Le début de l’année est traditionnellement la période des bonnes résolutions.
Afin que 2011 soit, en ce qui concerne vos relations avec votre banquier, un long fleuve tranquille plutôt qu’une guerre ouverte, j’ai glané ça et là de nombreux conseils de bons sens que vous ne manquerez pas de suivre (j’en suis certaine).

Quand j’étais enfant, une chaîne de radio diffusait une émission animée par Tante Suzette (ou Antoinette, je ne sais plus) qui avait pour objectif d’aider nos mamans à préparer un repas de roi… en accommodant les restes.

Je pense qu’aujourd’hui, il vous sera facile trouver un Tonton Robert, Eugène ou Louis qui vous aidera à vivre comme un roi… avec un SMIC (ou moins) grâce à ses judicieux conseils que je reproduis ci-dessous.

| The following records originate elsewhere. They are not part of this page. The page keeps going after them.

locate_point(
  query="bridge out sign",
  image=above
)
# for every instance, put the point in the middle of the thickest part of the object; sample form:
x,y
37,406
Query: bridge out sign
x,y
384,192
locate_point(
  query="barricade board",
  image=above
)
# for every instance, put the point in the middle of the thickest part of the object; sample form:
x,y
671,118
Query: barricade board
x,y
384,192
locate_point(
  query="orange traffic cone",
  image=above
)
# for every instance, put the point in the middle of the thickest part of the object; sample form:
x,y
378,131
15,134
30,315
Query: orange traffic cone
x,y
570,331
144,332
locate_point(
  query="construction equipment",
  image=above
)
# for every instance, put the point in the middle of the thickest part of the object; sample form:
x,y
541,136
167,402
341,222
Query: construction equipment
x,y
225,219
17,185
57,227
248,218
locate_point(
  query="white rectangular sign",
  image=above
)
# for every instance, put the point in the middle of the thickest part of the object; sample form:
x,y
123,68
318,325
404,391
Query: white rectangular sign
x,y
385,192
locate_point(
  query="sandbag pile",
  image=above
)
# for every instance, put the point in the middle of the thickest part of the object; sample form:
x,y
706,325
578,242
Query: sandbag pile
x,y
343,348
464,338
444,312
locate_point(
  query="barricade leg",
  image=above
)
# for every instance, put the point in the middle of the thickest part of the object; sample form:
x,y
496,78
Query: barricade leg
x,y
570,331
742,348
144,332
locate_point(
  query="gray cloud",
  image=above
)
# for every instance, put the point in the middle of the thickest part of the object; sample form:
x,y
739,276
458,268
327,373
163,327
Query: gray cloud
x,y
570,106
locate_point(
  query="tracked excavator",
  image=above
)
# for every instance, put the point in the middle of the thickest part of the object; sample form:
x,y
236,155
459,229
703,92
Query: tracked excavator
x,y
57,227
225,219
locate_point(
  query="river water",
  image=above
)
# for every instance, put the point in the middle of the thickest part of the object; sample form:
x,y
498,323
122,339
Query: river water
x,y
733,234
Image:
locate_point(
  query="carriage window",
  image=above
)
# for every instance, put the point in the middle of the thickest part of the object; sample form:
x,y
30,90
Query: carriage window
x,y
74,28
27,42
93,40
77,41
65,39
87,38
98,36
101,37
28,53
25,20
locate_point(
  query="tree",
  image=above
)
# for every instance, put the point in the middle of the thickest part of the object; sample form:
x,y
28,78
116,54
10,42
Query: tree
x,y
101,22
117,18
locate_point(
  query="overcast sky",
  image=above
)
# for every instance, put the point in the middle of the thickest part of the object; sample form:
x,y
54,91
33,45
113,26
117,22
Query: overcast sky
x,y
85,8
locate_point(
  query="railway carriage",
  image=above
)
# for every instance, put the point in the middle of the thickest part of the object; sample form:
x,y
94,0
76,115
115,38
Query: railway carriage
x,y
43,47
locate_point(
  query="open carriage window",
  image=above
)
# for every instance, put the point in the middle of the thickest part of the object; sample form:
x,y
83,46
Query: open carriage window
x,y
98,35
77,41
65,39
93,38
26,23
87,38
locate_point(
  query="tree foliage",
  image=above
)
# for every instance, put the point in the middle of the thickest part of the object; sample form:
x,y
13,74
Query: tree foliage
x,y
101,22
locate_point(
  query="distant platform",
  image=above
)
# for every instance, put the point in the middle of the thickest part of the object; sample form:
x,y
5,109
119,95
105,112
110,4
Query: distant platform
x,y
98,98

Ne soyez jamais à découvert

Le découvert coûte cher, sans que l’on sache à l’avance combien. Il faut ajouter aux agios, les commissions d’intervention ou frais de forçage (on les appellera comme on voudra ; à côté d’eux, les agios sont juste un pourboire). C’est sans compter avec le jeu des dates de valeur (on croit le compte créditeur et il y a pourtant des agios à payer). La banque adresse chaque année un relevé des frais et c’est à ce moment-là que l’on découvre qu’elle nous a prélevé à ce titre l’équivalent de plus de la moitié d’un salaire.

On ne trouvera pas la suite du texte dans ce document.